For the future, I would really recommend saving up for your own grooming tools and doing it yourself. It can be fun.


----------



## kelseypr95 (Jul 5, 2016)

I am a groomer and I can't stand when people bring in their goldens and ask to have all that beautiful hair shaved off! I, like cubbysan, like the natural look way better. I would ask for exactly what she said as well. If you are meaning you would like length off his featherings or rear then you could ask for a light trim but tell them scissor only as any type of blade or comb attachment takes too much off in my opinion. Golden is hair is much too beautiful to take much if any at all off!


----------



## Goldens&Friesians (May 31, 2014)

I'm also a groomer and echo what the others have said! There are many groomers who WILL shave your golden if you even mention the words "haircut" or "trim" or "Golden haircut", etc. I would be VERY specific with what you want if you want any trimming done.

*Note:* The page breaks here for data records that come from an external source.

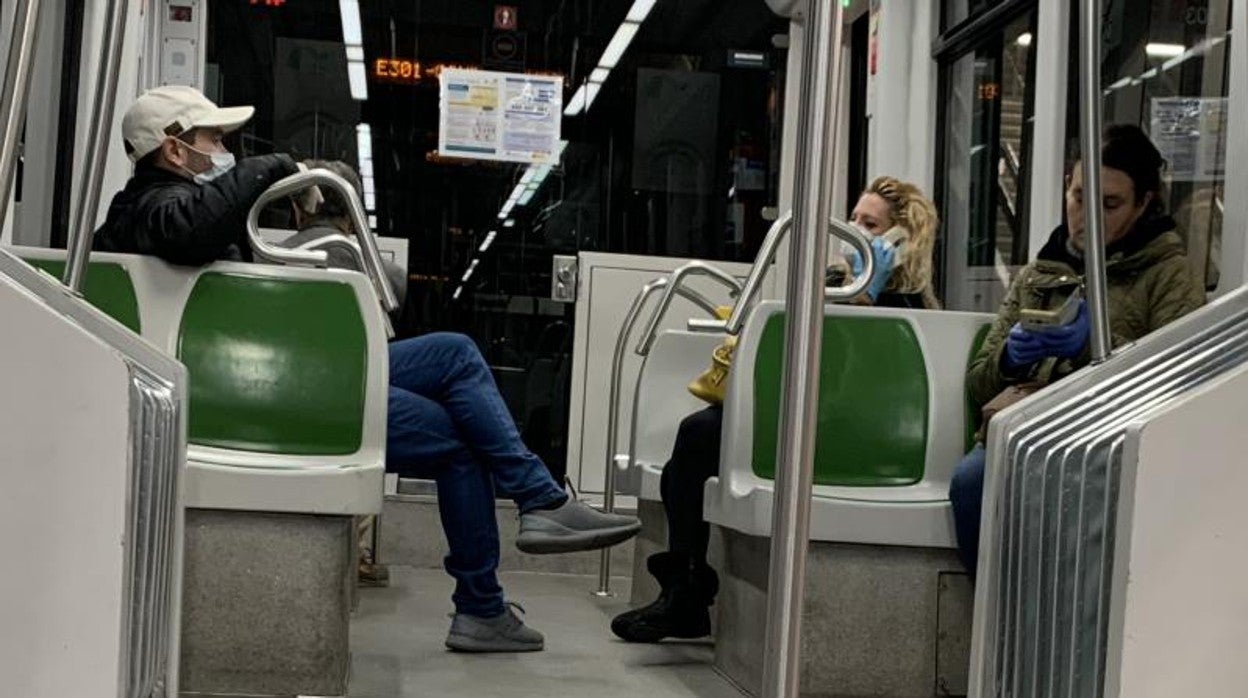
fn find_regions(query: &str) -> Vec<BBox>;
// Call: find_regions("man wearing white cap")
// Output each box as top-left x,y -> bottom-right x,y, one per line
94,85 -> 300,265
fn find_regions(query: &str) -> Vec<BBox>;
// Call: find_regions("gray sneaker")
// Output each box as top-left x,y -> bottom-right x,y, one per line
516,499 -> 641,554
446,603 -> 544,653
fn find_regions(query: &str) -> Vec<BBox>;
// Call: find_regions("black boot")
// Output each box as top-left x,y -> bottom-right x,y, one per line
610,552 -> 719,643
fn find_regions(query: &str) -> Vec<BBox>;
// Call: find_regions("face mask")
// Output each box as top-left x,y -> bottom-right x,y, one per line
178,142 -> 236,184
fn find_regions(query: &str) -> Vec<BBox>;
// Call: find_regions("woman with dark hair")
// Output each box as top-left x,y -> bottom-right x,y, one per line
948,124 -> 1206,577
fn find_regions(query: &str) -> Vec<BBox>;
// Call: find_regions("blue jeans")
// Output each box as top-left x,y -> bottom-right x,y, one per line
949,445 -> 987,578
385,333 -> 566,617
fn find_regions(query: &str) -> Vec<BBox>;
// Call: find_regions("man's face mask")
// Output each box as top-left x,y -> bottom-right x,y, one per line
176,140 -> 236,184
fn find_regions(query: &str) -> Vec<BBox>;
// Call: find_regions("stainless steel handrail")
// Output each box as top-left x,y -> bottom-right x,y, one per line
246,168 -> 400,316
594,275 -> 720,596
1078,0 -> 1112,363
763,0 -> 846,694
634,261 -> 744,356
0,0 -> 42,235
63,0 -> 128,292
724,212 -> 874,336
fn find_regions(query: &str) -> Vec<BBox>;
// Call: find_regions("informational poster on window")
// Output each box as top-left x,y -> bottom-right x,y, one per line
438,68 -> 563,165
1150,97 -> 1228,182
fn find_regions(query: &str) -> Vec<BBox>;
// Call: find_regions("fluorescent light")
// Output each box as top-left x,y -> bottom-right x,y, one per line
346,45 -> 364,62
339,0 -> 363,45
509,184 -> 527,203
364,191 -> 376,209
498,201 -> 514,219
359,159 -> 373,178
1016,32 -> 1033,47
1140,67 -> 1159,80
584,82 -> 603,110
519,188 -> 537,206
503,218 -> 516,228
519,168 -> 537,186
479,231 -> 497,253
1146,42 -> 1184,58
626,0 -> 657,22
532,164 -> 552,185
347,60 -> 369,100
590,67 -> 610,83
368,214 -> 377,228
599,21 -> 640,69
362,178 -> 376,197
564,84 -> 587,116
452,286 -> 463,300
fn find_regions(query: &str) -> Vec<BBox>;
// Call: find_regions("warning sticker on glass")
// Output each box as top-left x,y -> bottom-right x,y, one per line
439,68 -> 562,164
1150,97 -> 1228,182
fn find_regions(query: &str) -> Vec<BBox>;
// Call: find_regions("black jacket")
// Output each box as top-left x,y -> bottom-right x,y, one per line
93,154 -> 299,266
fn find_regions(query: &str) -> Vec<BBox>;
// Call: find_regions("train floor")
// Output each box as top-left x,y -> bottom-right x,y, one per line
348,566 -> 746,697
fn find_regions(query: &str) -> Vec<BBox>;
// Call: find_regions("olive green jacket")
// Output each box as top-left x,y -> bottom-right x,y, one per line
967,216 -> 1205,410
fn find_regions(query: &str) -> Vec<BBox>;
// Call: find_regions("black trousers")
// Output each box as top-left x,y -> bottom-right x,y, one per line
659,405 -> 724,563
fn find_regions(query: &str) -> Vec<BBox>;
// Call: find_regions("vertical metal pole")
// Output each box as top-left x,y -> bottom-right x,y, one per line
63,0 -> 129,292
762,1 -> 845,696
0,0 -> 43,234
1078,0 -> 1112,362
595,280 -> 666,597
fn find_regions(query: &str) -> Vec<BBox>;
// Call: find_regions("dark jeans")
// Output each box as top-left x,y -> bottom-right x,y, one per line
660,406 -> 724,563
385,333 -> 566,617
948,445 -> 987,577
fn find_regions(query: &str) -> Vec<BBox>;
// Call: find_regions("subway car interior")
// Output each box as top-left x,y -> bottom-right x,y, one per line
1,0 -> 1246,696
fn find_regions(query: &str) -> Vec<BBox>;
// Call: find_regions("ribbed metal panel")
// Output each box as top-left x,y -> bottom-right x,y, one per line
978,298 -> 1248,697
120,368 -> 182,698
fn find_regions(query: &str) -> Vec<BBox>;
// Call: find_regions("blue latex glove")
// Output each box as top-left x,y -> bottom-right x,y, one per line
1002,300 -> 1091,371
1034,300 -> 1090,359
1003,324 -> 1048,371
849,236 -> 898,301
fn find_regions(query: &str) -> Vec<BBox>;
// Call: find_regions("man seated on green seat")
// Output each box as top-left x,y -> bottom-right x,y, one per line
94,88 -> 642,653
93,85 -> 300,265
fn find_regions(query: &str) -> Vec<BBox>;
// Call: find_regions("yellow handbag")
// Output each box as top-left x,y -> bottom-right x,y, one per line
687,306 -> 737,406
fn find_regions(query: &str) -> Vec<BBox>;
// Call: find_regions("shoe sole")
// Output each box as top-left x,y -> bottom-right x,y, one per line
515,522 -> 641,555
445,636 -> 545,653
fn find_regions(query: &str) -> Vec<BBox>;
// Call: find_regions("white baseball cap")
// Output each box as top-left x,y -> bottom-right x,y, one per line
121,85 -> 255,162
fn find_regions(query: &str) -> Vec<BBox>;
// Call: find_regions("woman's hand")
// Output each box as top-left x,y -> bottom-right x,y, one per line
1002,300 -> 1090,371
849,236 -> 898,302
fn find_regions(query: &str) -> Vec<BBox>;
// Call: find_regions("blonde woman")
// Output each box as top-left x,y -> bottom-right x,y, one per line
611,176 -> 940,643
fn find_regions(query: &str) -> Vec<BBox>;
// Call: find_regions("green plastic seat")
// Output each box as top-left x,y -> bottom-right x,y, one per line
751,314 -> 930,486
177,272 -> 369,456
22,258 -> 141,333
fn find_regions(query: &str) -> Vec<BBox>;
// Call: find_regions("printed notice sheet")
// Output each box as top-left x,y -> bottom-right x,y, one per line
439,68 -> 563,165
1150,96 -> 1228,182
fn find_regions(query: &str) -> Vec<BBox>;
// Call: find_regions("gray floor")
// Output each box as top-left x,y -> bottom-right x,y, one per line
348,566 -> 745,697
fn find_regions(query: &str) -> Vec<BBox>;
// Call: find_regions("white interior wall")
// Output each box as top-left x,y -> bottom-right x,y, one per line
72,0 -> 149,232
1217,0 -> 1248,296
13,0 -> 68,247
1026,0 -> 1071,259
865,0 -> 937,195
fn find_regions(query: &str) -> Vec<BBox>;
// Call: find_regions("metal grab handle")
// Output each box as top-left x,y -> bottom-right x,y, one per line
63,0 -> 128,292
688,318 -> 729,333
824,217 -> 874,301
246,169 -> 400,316
594,274 -> 721,597
1078,0 -> 1112,363
635,261 -> 744,356
724,213 -> 875,335
0,0 -> 44,237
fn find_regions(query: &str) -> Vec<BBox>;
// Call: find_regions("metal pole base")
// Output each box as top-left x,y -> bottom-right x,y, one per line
590,589 -> 617,598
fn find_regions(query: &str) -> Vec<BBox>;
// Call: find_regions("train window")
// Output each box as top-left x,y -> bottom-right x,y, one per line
936,8 -> 1038,311
204,0 -> 787,482
1068,0 -> 1233,291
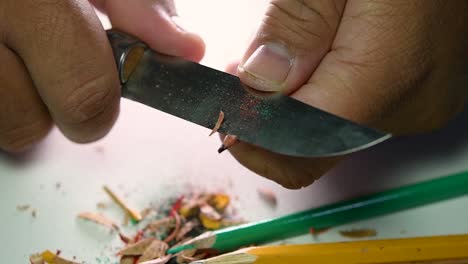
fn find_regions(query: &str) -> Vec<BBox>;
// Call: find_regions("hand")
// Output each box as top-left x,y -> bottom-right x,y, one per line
227,0 -> 468,188
0,0 -> 204,152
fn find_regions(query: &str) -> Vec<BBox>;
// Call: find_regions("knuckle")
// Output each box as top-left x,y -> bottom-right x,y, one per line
0,119 -> 51,153
59,72 -> 119,126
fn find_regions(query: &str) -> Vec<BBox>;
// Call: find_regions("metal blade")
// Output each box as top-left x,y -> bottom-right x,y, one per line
107,30 -> 391,157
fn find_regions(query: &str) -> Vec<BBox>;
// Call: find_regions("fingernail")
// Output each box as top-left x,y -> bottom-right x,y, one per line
171,16 -> 189,33
239,43 -> 293,92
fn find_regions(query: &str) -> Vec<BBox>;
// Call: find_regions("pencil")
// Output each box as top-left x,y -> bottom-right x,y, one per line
191,234 -> 468,264
168,170 -> 468,254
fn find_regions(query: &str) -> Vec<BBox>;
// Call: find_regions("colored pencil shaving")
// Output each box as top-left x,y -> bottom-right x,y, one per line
339,228 -> 378,238
77,212 -> 119,231
218,135 -> 238,153
190,234 -> 468,264
17,204 -> 31,211
30,190 -> 240,264
256,188 -> 277,207
209,111 -> 224,136
30,250 -> 79,264
103,185 -> 143,222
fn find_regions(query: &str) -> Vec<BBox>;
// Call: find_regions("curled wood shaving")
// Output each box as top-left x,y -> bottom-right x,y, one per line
103,185 -> 142,221
138,255 -> 172,264
119,233 -> 132,244
29,253 -> 44,264
164,211 -> 181,243
119,237 -> 155,256
144,217 -> 175,232
77,212 -> 119,231
176,219 -> 199,241
137,240 -> 169,263
141,208 -> 157,220
339,228 -> 377,238
257,187 -> 277,207
200,204 -> 222,221
120,256 -> 136,264
209,111 -> 224,136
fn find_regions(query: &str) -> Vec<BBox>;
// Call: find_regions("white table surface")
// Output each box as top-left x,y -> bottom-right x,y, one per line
1,1 -> 468,262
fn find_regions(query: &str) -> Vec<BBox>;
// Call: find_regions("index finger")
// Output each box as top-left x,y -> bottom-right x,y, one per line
3,0 -> 120,143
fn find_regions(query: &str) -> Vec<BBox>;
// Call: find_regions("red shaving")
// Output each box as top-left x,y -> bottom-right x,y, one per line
309,227 -> 329,235
164,211 -> 181,243
133,230 -> 144,242
170,196 -> 185,217
119,233 -> 131,244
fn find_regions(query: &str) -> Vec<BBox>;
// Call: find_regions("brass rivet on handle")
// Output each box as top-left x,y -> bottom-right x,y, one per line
120,44 -> 146,84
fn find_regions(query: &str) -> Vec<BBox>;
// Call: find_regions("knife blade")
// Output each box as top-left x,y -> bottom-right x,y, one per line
106,29 -> 391,158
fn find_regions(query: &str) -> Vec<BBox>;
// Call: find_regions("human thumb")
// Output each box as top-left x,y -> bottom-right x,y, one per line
238,0 -> 346,93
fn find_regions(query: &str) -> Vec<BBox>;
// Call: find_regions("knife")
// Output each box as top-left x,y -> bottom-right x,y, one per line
106,29 -> 391,158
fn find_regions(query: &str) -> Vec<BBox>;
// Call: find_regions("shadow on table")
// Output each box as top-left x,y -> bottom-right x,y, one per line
320,108 -> 468,202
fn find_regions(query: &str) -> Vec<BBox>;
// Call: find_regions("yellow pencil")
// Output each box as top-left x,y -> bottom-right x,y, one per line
191,234 -> 468,264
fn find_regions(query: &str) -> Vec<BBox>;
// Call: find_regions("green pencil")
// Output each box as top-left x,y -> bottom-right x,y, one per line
168,170 -> 468,254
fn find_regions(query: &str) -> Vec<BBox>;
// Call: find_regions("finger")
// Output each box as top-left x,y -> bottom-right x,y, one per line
237,0 -> 346,93
3,0 -> 120,143
225,61 -> 240,75
90,0 -> 205,62
292,0 -> 466,134
228,139 -> 340,189
0,45 -> 52,152
223,62 -> 341,189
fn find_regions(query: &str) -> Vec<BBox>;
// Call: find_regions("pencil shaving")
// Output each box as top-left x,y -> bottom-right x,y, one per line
119,256 -> 136,264
209,111 -> 224,136
257,188 -> 277,207
77,212 -> 119,231
209,193 -> 230,212
38,250 -> 80,264
137,240 -> 168,263
103,185 -> 142,222
175,249 -> 198,264
29,253 -> 44,264
145,217 -> 175,232
17,204 -> 31,212
176,219 -> 199,241
339,228 -> 377,238
164,211 -> 181,243
119,237 -> 155,256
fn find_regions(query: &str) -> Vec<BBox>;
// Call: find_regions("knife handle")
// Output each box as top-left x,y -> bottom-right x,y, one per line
106,29 -> 147,84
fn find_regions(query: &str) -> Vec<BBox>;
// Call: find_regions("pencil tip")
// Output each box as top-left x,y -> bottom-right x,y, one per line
218,145 -> 227,153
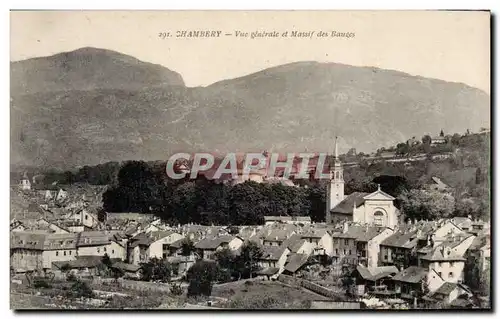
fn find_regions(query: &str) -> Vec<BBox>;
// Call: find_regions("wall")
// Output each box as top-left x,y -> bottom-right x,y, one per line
116,278 -> 171,293
11,249 -> 44,272
277,274 -> 345,301
42,249 -> 77,268
367,228 -> 394,268
429,260 -> 465,283
148,233 -> 184,259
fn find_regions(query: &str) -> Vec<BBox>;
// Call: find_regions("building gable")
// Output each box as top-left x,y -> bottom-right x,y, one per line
363,189 -> 395,201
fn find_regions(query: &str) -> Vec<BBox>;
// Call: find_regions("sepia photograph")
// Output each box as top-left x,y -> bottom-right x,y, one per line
9,10 -> 491,310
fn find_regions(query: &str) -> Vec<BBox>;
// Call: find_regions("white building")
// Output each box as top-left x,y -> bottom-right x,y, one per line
326,137 -> 399,229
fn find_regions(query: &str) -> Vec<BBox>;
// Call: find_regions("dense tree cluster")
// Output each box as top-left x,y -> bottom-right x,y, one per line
102,160 -> 326,225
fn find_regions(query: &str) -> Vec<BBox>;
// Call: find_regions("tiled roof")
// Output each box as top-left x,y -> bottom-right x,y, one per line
169,238 -> 185,249
111,261 -> 142,273
381,230 -> 419,248
256,267 -> 280,276
284,253 -> 309,273
330,192 -> 369,215
264,229 -> 292,242
77,231 -> 111,247
356,265 -> 399,281
44,233 -> 79,250
392,266 -> 427,283
260,246 -> 287,261
431,282 -> 457,297
195,235 -> 235,250
332,225 -> 386,241
52,256 -> 120,269
421,244 -> 466,262
10,232 -> 46,250
301,229 -> 329,239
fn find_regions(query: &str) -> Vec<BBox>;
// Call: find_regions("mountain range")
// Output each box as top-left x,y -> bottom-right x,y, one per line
10,47 -> 490,169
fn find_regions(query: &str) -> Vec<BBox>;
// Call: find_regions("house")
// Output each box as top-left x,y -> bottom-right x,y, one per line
300,229 -> 333,257
42,233 -> 79,269
283,253 -> 310,275
110,262 -> 143,279
418,237 -> 475,284
352,225 -> 394,268
60,220 -> 87,233
262,229 -> 295,247
148,231 -> 184,259
64,208 -> 99,229
52,256 -> 112,278
264,216 -> 292,225
281,234 -> 312,255
163,238 -> 188,257
56,189 -> 68,201
77,231 -> 127,261
331,223 -> 359,265
431,133 -> 447,146
194,235 -> 243,260
10,220 -> 26,232
47,221 -> 70,234
451,217 -> 473,232
166,255 -> 197,277
430,220 -> 465,244
19,173 -> 31,191
127,231 -> 184,264
428,177 -> 451,192
425,282 -> 473,304
392,266 -> 445,301
263,216 -> 311,225
257,245 -> 290,276
10,232 -> 46,272
353,264 -> 399,296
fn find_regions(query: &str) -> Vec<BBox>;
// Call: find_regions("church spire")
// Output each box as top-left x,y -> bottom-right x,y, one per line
334,136 -> 338,159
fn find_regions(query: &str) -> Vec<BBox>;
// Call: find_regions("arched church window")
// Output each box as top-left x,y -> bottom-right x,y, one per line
374,211 -> 385,226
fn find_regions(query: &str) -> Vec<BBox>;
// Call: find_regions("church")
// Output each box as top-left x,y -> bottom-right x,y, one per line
325,138 -> 399,229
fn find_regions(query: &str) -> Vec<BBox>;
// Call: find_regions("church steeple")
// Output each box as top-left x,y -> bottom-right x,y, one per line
326,136 -> 345,224
334,136 -> 339,159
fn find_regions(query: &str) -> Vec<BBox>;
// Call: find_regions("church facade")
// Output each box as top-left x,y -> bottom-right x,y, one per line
325,138 -> 399,229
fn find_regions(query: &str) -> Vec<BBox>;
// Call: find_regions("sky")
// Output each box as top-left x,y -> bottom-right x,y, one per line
10,10 -> 490,93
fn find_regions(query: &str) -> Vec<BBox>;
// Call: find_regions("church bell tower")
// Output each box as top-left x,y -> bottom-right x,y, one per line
326,136 -> 345,223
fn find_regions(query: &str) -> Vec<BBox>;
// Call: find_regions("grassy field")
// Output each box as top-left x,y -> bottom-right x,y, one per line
211,279 -> 330,309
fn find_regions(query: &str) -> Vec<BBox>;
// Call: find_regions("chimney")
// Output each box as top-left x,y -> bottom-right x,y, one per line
343,221 -> 349,234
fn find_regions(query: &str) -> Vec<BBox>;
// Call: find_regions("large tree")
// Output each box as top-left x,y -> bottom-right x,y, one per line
187,260 -> 220,297
398,189 -> 455,220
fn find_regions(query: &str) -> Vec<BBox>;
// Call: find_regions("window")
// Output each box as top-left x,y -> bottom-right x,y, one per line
64,251 -> 66,256
104,247 -> 107,252
112,250 -> 115,254
56,251 -> 59,256
448,272 -> 453,278
344,239 -> 349,245
69,251 -> 72,255
373,211 -> 384,226
349,250 -> 352,255
335,249 -> 338,255
97,248 -> 100,253
85,215 -> 88,220
343,249 -> 347,255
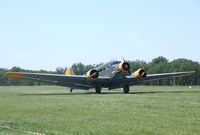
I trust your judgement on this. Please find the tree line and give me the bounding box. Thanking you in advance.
[0,56,199,86]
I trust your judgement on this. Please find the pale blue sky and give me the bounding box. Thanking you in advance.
[0,0,200,70]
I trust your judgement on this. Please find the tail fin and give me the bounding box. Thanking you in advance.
[65,68,75,75]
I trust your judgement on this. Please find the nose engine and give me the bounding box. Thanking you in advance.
[118,62,130,73]
[133,68,147,80]
[86,69,99,80]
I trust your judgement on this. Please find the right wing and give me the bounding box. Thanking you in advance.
[146,71,196,81]
[125,71,195,85]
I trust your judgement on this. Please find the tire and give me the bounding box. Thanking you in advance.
[95,86,101,94]
[123,85,129,93]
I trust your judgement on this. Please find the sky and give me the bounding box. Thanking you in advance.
[0,0,200,71]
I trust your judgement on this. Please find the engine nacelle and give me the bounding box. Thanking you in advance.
[133,68,147,80]
[118,62,130,73]
[86,69,99,80]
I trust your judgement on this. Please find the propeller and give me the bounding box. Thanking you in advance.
[90,70,99,78]
[121,57,131,74]
[122,56,125,62]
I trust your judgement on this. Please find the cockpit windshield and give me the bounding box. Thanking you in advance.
[111,61,121,66]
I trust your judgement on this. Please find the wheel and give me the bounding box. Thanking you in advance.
[70,88,73,93]
[95,85,102,94]
[123,85,129,93]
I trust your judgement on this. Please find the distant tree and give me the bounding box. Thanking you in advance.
[147,57,170,85]
[170,59,200,85]
[129,60,148,72]
[56,67,65,74]
[71,63,86,75]
[11,66,23,72]
[0,69,8,85]
[151,56,168,65]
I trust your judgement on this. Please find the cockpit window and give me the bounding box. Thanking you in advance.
[111,61,121,66]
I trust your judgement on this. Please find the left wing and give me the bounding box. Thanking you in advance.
[4,72,108,90]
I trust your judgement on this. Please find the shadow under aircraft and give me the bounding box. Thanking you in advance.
[19,90,200,96]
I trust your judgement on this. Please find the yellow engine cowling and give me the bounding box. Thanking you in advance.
[133,68,147,80]
[86,69,99,80]
[118,62,130,73]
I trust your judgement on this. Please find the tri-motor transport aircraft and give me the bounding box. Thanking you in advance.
[5,60,195,93]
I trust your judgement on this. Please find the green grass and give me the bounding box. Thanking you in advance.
[0,86,200,135]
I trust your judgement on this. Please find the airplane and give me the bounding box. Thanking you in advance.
[5,60,195,94]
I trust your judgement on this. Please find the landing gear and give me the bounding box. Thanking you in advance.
[95,85,102,94]
[70,88,73,93]
[123,85,129,94]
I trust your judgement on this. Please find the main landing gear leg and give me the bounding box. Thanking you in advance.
[123,85,129,94]
[95,85,102,94]
[70,88,73,93]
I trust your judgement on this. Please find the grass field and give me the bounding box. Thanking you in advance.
[0,86,200,135]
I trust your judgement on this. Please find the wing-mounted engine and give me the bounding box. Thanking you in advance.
[86,69,99,80]
[118,62,130,73]
[133,68,147,80]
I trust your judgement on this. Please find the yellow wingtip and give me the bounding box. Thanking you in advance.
[4,72,24,79]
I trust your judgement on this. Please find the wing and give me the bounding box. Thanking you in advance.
[4,72,108,90]
[125,71,195,85]
[146,71,195,80]
[5,71,195,90]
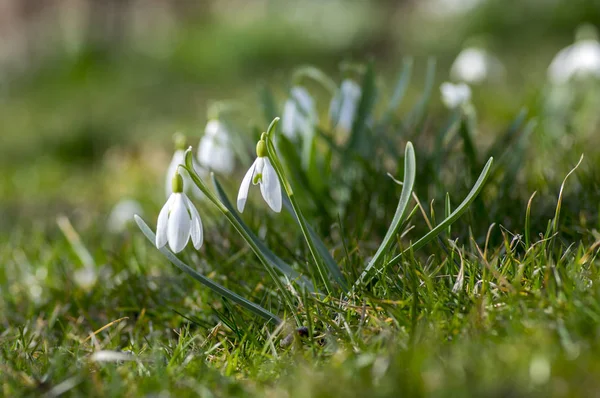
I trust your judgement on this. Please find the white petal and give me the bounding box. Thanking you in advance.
[155,195,174,248]
[260,158,282,213]
[281,100,297,139]
[167,194,191,253]
[237,159,257,213]
[184,195,203,250]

Say things like "I'd like about 1 inch trimmed off of the feathering on the tail" or I'd like only the hair around the feet and ears trimmed up", etc. I once had a person say they wanted their Golden cut like a show dog. Well, being a Golden person, I know show dogs don't get actual haircuts, so I did feet and ears and that's it. If the groomer doesn't know goldens, a request like that would probably have ended up being shaved or trimmed with an attachment comb all over.


----------